Bodies Bodies Bodies
Foi com a Sala Manuel de Oliveira do Cinema São Jorge praticamente esgotada que arrancou a 6 de Setembro a 16ª edição do MOTELX. Depois das habituais saudações da equipa que nos traz o festival, incluindo um resumo do que nos espera durante o resto da semana, era palpável a excitação do público presente para ver Bodies Bodies Bodies, filme de estreia em língua inglesa da realizadora (e também actriz e produtora) holandesa Halina Reijn.
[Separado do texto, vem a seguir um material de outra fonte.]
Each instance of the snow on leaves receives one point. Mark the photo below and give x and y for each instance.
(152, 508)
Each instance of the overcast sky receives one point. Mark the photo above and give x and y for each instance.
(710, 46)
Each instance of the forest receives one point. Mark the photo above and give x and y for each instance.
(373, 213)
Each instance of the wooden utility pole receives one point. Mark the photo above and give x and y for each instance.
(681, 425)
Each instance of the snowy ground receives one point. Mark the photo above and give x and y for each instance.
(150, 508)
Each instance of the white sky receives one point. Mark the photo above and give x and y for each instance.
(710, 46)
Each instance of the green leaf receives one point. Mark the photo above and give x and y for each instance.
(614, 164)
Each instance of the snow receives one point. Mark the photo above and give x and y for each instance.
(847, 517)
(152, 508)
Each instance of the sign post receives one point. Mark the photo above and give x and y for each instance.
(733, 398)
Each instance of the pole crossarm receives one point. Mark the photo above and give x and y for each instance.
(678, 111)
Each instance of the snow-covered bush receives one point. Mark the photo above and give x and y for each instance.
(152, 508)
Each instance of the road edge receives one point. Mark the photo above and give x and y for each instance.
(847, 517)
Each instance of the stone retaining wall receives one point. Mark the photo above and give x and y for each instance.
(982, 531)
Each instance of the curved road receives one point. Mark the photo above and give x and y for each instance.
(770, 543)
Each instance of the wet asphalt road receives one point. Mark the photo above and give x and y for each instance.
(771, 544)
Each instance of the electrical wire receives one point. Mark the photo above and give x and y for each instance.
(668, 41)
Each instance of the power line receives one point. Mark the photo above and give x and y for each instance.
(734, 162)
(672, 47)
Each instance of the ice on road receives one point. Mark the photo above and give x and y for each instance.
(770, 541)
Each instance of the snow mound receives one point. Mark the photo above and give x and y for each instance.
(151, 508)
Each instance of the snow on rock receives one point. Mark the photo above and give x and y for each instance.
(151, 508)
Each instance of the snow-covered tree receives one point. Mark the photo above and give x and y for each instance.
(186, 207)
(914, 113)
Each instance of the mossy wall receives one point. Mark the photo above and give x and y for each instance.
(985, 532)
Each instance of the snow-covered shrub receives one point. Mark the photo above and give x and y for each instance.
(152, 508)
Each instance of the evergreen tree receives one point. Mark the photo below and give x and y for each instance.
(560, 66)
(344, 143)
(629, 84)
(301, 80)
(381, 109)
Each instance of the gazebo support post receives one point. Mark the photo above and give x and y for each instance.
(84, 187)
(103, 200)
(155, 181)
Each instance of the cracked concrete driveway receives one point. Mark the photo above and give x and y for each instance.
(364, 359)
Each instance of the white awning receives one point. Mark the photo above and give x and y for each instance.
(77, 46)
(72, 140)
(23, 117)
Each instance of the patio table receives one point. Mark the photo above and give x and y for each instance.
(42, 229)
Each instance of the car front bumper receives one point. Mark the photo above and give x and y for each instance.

Bodies Bodies Bodies é mais um título do cada vez mais cativante catálogo de terror da produtora A24, trazendo consigo a promessa de um slasher actualizado para a geração Z (pós-millennials nativos digitais) com a devida dose de humor e desconstrução irónica – tanto do género em que se insere como da geração que o protagoniza.
Protagonizado por um conjunto de novas caras, no meio das quais reconhecemos o comediante Pete Davidson (a brincar com a sua própria persona e percepção pública), Maria Bakalova (a revelação de Borat, o Filme Seguinte) e Lee Pace (a carta fora do baralho como um trintão sem noção de si mesmo), Bodies Bodies Bodies conta a história de uma festa organizada por um bando de miúdos ricos e mimados na casa dos vinte. Reunem-se na mansão dos pais de um deles durante uma noite de tempestade e, depois de alguma tensão entre os amigos, durante um jogo de “descobre quem é o assassino”, a noite revela-se mortífera quando, na sequência de um apagão, é descoberto um cadáver de verdade.
Não se deixem enganar pela (imerecida) fama da A24 apenas produzir terror intelectual (que horror!) ou elevado (seja lá o que isso for), tampouco com as possíveis armadilhas do género slasher. Halina Reijn e as colaboradoras Sarah DeLappe (argumentista) e Kristen Roupenian (autora da história original) construiram um filme ferozmente original, assente em convenções do género, é certo, no entanto com a violência física a servir como o culminar absurdo das vácuas e superficiais relações entre supostos amigos alimentadas a hormonas e redes sociais.
O resultado é uma sátira polvilhada por hilariantes diálogos e sequências em que a violência escala a um ritmo vertiginoso, sequências essas captadas através de uma excelente fotografia de Jasper Wolf captada maioritariamente no escuro e musicadas por Disasterpiece (o norte-americano Richard Vreeland) com uma banda sonora electrónica perfeitamente alinhada com o espírito do filme. Halina Reijn tem a difícil tarefa de suportar uma longa-metragem com personagens às quais não se podem apontar muitas virtudes, no entanto a sua visão, apesar de crítica, não é ácida nem zangada. E este equilíbrio de tom no zombateiro apontar de dedo, com as personagens a serem alvo de julgamento, mas nunca de moralismo, é um feito notável.
A escrita nem sempre está à altura da execução, e um exemplo disso mesmo é a sequência final que (sem spoilers) recorre a alguns atalhos narrativos batoteiros. No entanto, estes levam-nos a um desenlace tão genuinamente engraçado que compensa largamente qualquer fraqueza do argumento.
Posto isto, Bodies Bodies Bodies é merecedor do hype que o precede, como o puderam atestar as inúmeras gargalhadas que se puderam ouvir na Sala Manuel de Oliveira, bem como os sorrisos ostentados por quem a abandonava no final da sessão.